Memórias de um Estrangulador de Louras é rigoroso em sua musicalidade visual: a ação objetiva é mínima, mas o em torno é o que conduz ao mistério. O cinema sempre foi sonoro e qualquer diálogo pode ser imaginado pelo espectador, ainda que não haja fala na pista de som nem cartelas com legendas. No caso de Memórias de um Estrangulador de Louras, um filme sem diálogos, o gesto vem carregado de intenções literárias, poéticas, inclusive em sua estrutura. Os longos planos frontais que comprimem o estrangulador (Guará) num quarto de um apartamento ou sentado na latrina de um banheiro; o close nas mãos de Guará sendo cuidadosamente lavadas numa pia; os planos em perspectiva e as interferências radicais na própria imagem (a mão que treme, tal como uma bandeira ao vento, diante da objetiva, obstruindo o rosto insondável de Guará), todos estes recursos revelam mais sobre o personagem do que quilômetros de diálogos psicológicos, sendo ainda uma excelente saída para condições precárias de produção: quem não tem som direto, caça com arquivo sonoro da BBC.

A figura do estrangulador pode ser interpretada de diversas maneiras: impotente, louco, pervertido ou simplesmente um pacato escritor burguês que se delicia expondo ao seu público algumas aberrações. Nenhuma dessas hipóteses é realmente válida, já que Memórias de um Estrangulador de Louras independe de um entendimento estritamente racional. O fluxo do filme é também o do inconsciente: o flash-back e a cronologia servem aqui como elementos fundamentais na concatenação das ações e na criação do clima onírico. Bressane faz questão de lançar mão de ganchos tradicionais para melhor "fechar" a estrutura narrativa (se é que é correto falar em narrativa, neste caso). O filme abre com a infância do personagem, desenvolve-se na espiral de suas ações repetidas (o assassinato em série das louras) e termina com o crepúsculo do estrangulador, agora um velhinho de aparência inofensiva que escreve suas memórias. Ou seja, Memórias de um Estrangulador de Louras utiliza os recursos cinematográficos com a sem-cerimônia já indicada na lição de Rogério Sganzerla: "ser acadêmico quando interessa".

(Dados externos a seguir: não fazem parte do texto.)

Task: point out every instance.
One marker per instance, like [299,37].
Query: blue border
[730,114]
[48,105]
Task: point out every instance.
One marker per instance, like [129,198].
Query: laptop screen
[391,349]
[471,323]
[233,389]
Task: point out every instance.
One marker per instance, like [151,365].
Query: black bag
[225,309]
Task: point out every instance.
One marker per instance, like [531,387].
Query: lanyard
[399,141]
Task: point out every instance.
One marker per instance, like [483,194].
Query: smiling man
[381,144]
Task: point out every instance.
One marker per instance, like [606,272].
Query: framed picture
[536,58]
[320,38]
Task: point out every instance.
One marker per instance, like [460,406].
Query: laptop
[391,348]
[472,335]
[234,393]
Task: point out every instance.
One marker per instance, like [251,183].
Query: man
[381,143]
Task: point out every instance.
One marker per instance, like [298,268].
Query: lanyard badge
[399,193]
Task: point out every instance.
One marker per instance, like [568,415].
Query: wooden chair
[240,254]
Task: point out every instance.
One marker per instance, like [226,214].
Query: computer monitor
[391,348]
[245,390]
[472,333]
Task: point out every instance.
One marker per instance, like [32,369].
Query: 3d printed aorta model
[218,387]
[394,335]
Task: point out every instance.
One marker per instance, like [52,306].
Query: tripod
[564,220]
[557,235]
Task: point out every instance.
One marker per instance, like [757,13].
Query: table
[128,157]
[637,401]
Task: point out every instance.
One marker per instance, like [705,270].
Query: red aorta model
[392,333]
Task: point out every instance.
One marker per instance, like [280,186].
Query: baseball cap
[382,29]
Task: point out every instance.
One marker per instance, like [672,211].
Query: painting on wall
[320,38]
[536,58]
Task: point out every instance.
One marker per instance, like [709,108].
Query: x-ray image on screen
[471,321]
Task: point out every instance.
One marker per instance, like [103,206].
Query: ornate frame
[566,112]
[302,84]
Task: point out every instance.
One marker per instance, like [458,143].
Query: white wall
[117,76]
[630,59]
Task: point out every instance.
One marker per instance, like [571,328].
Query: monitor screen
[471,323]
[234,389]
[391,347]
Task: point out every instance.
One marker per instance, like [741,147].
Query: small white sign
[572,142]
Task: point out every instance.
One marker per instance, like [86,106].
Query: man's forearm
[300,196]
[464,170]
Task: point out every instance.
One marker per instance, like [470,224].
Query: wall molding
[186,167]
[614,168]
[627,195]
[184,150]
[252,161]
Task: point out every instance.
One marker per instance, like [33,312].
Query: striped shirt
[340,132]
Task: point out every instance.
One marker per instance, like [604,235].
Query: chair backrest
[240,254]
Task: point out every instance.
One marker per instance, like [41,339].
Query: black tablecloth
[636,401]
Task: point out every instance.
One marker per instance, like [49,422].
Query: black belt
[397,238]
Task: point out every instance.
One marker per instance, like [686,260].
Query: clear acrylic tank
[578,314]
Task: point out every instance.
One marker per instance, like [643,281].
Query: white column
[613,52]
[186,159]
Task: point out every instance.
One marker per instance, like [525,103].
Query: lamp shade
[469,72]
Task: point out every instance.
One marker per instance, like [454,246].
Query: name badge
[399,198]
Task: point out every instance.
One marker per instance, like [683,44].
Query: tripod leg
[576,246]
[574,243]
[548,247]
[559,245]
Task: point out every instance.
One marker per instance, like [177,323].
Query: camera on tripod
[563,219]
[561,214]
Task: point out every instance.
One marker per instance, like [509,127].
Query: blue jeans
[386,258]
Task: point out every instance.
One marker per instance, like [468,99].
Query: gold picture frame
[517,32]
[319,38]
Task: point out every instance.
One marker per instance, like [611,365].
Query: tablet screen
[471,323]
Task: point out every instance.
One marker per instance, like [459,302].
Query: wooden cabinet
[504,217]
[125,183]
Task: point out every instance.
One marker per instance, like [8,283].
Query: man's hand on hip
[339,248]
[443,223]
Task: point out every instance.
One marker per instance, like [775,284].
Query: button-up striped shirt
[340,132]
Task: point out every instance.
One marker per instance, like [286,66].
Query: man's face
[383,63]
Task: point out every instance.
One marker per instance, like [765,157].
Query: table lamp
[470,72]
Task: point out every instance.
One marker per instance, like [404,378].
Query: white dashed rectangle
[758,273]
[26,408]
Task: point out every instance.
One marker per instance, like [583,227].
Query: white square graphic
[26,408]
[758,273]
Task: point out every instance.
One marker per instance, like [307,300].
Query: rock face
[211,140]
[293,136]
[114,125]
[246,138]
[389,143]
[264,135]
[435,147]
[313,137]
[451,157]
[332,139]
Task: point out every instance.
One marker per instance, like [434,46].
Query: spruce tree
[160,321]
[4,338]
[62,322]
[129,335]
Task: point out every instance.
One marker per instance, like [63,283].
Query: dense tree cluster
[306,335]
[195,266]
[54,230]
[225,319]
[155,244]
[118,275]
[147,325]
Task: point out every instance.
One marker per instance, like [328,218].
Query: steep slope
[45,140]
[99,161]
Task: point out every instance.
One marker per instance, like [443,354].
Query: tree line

Mas é no interior das ações que se repetem, que a transformação poética das imagens ocorre. Memórias de um Estrangulador de Louras faz lembrar aqueles planos wellesianos nos quais uma série de espelhos dispostos em perspectiva multiplicam a imagem do ator, tal como ocorre, por exemplo, em A Dama de Shangai e em Cidadão Kane. A montagem de Memórias de um Estrangulador de Louras é como a ordenação desta série de espelhos deformadores: onde reside a imagem original, concreta, verdadeira? Seria ela de fato existente? Ou tudo não passaria de pura ficção bidimensional, documentário inconsciente, poesia concreta de acetato?

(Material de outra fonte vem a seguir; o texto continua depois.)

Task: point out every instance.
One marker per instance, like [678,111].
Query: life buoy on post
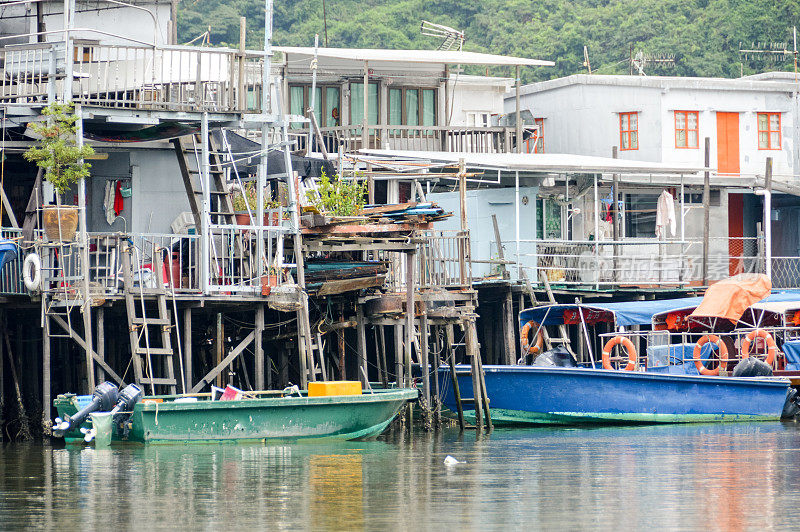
[772,348]
[32,272]
[627,344]
[722,354]
[532,349]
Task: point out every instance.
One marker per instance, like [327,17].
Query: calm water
[731,476]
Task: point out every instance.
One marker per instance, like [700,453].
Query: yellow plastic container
[322,389]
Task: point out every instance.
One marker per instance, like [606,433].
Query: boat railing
[667,351]
[643,261]
[169,78]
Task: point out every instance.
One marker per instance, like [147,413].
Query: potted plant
[58,154]
[248,197]
[338,197]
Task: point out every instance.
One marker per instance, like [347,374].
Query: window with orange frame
[686,129]
[769,131]
[629,131]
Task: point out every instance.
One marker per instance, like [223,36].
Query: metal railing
[176,78]
[419,138]
[640,262]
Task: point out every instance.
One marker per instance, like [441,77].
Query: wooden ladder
[139,324]
[221,203]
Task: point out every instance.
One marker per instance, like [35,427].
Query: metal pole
[516,222]
[205,242]
[365,118]
[86,308]
[706,199]
[519,114]
[768,218]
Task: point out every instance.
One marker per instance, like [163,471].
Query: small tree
[338,197]
[57,152]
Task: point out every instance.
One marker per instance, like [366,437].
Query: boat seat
[791,349]
[675,359]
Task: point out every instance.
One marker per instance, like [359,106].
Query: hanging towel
[108,202]
[665,214]
[118,201]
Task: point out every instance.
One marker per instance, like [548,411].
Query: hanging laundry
[119,204]
[108,202]
[665,214]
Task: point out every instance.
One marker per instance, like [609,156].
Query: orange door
[727,143]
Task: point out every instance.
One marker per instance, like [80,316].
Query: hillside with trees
[703,35]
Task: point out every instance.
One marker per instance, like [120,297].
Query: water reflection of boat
[679,375]
[262,416]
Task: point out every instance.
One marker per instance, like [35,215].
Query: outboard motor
[128,397]
[791,407]
[103,399]
[752,367]
[559,357]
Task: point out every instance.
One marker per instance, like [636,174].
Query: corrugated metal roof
[413,56]
[543,162]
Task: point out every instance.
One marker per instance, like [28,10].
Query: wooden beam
[75,336]
[235,352]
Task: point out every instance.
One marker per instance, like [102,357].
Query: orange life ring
[772,347]
[526,346]
[723,354]
[627,344]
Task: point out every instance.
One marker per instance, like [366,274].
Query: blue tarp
[626,313]
[8,251]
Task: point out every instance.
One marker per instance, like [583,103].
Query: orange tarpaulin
[731,297]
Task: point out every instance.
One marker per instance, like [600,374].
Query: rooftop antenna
[640,60]
[771,52]
[586,62]
[452,39]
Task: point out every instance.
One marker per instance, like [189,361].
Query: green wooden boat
[178,419]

Em Memórias de um Estrangulador de Louras, Julio Bressane posiciona-se na infância do cinema. Olha a realidade com olhos saltados. Balbucia palavras. Cataloga ludicamente ruídos e músicas. Namora bem de perto a inocência cinematográfica.

Saltemos para o Rio de Janeiro de 1980. Próximo às ruínas dos cenários de O Gigante da América, rodado no estúdio da Magnus Filmes (de Jece Valadão), Bressane, carregando um Nagra e um direcional e acompanhado de uma equipe mínima de reportagem, procura por Radar. Quem é Radar? Radar é o apelido de Leovigildo Cordeiro, o montador de vários filmes cariocas do Beco da Cinelândia, de inúmeras pornochanchadas e inclusive dos filmes de Bressane. Radar, ator em várias pontas, ligado à marginália e à polícia, é o personagem central deste documentário inspiradamente intitulado Cinema Inocente – a meu ver, um dos melhores filmes de Bressane.

Aqui, a "inocência" perdida do cinema não está, como em Memórias de um Estrangulador de Louras, na própria estrutura, na pulsação das imagens realizadas pelo seu diretor. Ao contrário: não há inocência alguma em sua concepção. O "cinema inocente" do título é, por exemplo, a pornochanchada realizada no Beco – ou na Boca –, é o cinema de Nilo Machado, o cinema do qual o próprio Radar seria um exemplo típico.

Não há o intuito de "documentar" tradicionalmente este cinema, tampouco de registrar imagens por si sós reveladoras, como nos idos tempos de Bethânia Bem de Perto (1966). Bressane busca diferenciar-se daquilo que filma. Se em Memórias de um Estrangulador de Louras há muita rigidez nos enquadramentos fixos, em compensação temos também uma entrega muito grande em relação à construção ficcional – talvez por isso a leveza e o humor. Em Cinema Inocente, a câmera de José Sette de Barros abole qualquer ponto fixo, qualquer rigidez na "composição" da imagem. Bressane está em quadro, e é ele quem faz o som. Som e imagem vão às vezes para sentidos opostos e a harmonia dissonante que surge deste esquema é que dá o tom anticonvencional pretendido.

Há, claro, certa impostação, certo pedantismo na estrutura de Cinema Inocente. Em alguns momentos, a impressão que temos é a de que o realizador só se interessa pelo personagem central na medida em que ele serve à criação de um determinado clima ficcional próximo do cinema policial, do filme noir ou do suspense. Por outro lado, a utilização das imagens de arquivo (pornôs, filmes antigos), deixa claro que a "inocência" é sempre matéria de um cinema naïf, "primitivo". O experimentalismo, a poesia, a "inocência" deste "primitivismo" acabam, por fim, se irmanando na "sintonia intergalaxial" (Jairo Ferreira).

Mas o que justamente revela um filme como Cinema Inocente é que, apesar da convergência, estes vários cinemas nascem de conjunturas e de situações de produção muito diferentes. Apesar do tom extremamente leve e agradável e de sua inventividade às vezes fascinante, Cinema Inocente é um filme aristocrático. Um filme que acaba por revelar a diferença que existe entre o que se convencionou chamar de cinema marginal (na verdade, um cinema de referências culturais muito específicas e sofisticadas) e o cinema popular - que já não existe mais. Bressane não se preocupa em falar desta diferença, mas ela o trai, simplesmente tornando-se clara, cristalina, na própria feitura de seu filme.

Em Memórias de um Estrangulador de Louras, Bressane está diante de si mesmo, enclausurado em uma espécie de monólogo poético. Em Cinema Inocente, o ponto de partida é o inverso, ou seja, é o diálogo. Ou melhor, o conflito – através do choque das imagens e dos sons. E se em "Memórias..." Bressane tratou de estrangular as louras, em Cinema Inocente por pouco ele não escapa de ser estrangulado pelo próprio Radar.

Possível síntese entre essas duas experiências que distam de quase dez anos (Memórias de um Estrangulador de Louras e Cinema Inocente) é o curta Viola Chinesa, realizado em 1975, também em 16mm, com Grande Otelo, um filme-mensagem-manifesto-carta de amor lançada ao mar para futuros monstros caraíbas.